[Matrix-SIG] Numeric Nits

Mon, 21 Jun 1999 09:58:16 -0400 (EDT)

We are engaged in a project to use Python as the basis for a scripting
language for our existing data analysis software.  To date we have made
great progress, and recently we have begun looking at creating an
integrated environment that allows the use of Numeric along with our
old software.

In examining the Numeric capabilities, we see some significant
shortcomings that we think could be rectified in the standard
Numeric distribution.  We realize that at least some of these topics
have been raised before, but hope that this message will serve as a
starting point for resolving these apparent problems (if perhaps only
to show us that we are wrongheaded about what we perceive as
problems).  We realize some of our suggestions may be controversial.

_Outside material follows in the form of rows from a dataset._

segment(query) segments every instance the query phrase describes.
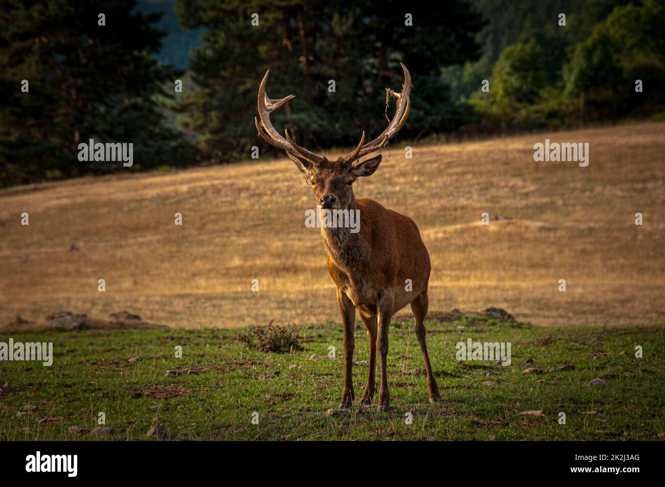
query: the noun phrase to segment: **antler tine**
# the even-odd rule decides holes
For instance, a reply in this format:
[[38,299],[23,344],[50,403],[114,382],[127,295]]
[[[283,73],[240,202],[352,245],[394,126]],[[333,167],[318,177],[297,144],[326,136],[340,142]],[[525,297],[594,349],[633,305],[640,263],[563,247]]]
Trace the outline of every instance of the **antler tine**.
[[[270,120],[270,114],[273,110],[277,110],[291,98],[295,98],[294,95],[289,95],[281,100],[272,100],[268,98],[265,94],[265,86],[268,82],[269,69],[265,72],[265,76],[261,82],[259,87],[259,96],[257,100],[257,106],[259,110],[259,119],[254,118],[254,122],[256,128],[259,131],[259,135],[263,138],[265,142],[275,147],[288,151],[291,153],[297,153],[303,157],[310,160],[315,164],[320,164],[323,162],[323,158],[313,152],[308,151],[307,149],[298,146],[293,142],[289,137],[289,132],[286,131],[287,138],[284,138],[273,126],[273,123]],[[261,120],[259,124],[259,120]]]
[[362,157],[363,155],[366,155],[382,148],[388,140],[393,138],[406,122],[406,118],[408,116],[409,110],[411,108],[411,88],[413,88],[413,85],[411,83],[411,74],[409,70],[406,69],[406,66],[403,62],[400,62],[400,64],[402,65],[402,70],[404,73],[404,82],[402,86],[402,92],[395,92],[389,88],[386,88],[386,92],[394,96],[397,100],[395,114],[386,130],[381,132],[378,137],[371,142],[368,142],[362,146],[359,150],[356,149],[358,153],[355,154],[356,158]]
[[344,160],[346,162],[350,162],[355,159],[358,158],[358,154],[360,151],[360,149],[362,147],[362,143],[365,142],[365,131],[362,131],[362,136],[360,137],[360,143],[358,144],[358,147],[354,149],[352,151],[349,152],[348,154],[344,156]]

Occasionally we have seen suggestions like ours met with responses 
something like, "If you want to do image processing and care about
efficiency, you shouldn't use Python/Numeric anyway."  We don't agree
with that, however -- image processing is in many cases the ideal
application for an interpreted language like Python, because nearly all
the compute time is spent doing vectorized calculations on millions of
pixels, and the interpreter overhead is often negligible.  Given the
right additions to Numeric (and not that many are needed), Python could
be competitive with any image/data processing language in existence for
efficiency (and better than any other as a programming language.)
We have a great deal of experience with IDL, and while the shortcomings
of the current version of Numeric keep it from being competitive with
IDL now, with a few changes Numeric could easily replace IDL for our
applications.

Here is a brief summary of the things we think are needed:

(1) Improved control over memory allocation and over promotion
    of arrays to larger types (e.g., Float32 to Float64).
(2) "put" function (inverse of take) to scatter values into a set of
    array elements.
(3) Improved or new standard functions:
    (a) C versions (for speed and memory efficiency) of more
        standard functions including: arrayrange, nonzero,
        compress, clip, where.
    (b) A new function to rebin an array, either reducing the array
        size by summing adjacent elements or increasing the size by
        repeating elements.
    (c) A new function to compute histograms for arrays using a memory-
        and CPU-efficient algorithm.

We discuss each of these in more detail below.

1. Memory allocation

A lot of our data analysis applications involve processing large
images.  There are astronomical cameras in use that produce images of
16k by 16k pixels (2**28 = 268 million pixels) or larger.  Handling
these large quantities of data is a challenge, and Numeric's tendency
to increase the number of bytes per pixel through datatype promotion
makes it even harder.

It is very difficult to keep arrays in their original datatype if they
do not correspond to python ints (32-bit) or floats (64-bit).
Operations with python literals or scalar values automatically upcast
the results.  Even operations with integers cause Float32 arrays to be
converted to Float64 -- e.g., ones(10,Float32)/2 is a Float64, which
is a very surprising result for users of other languages.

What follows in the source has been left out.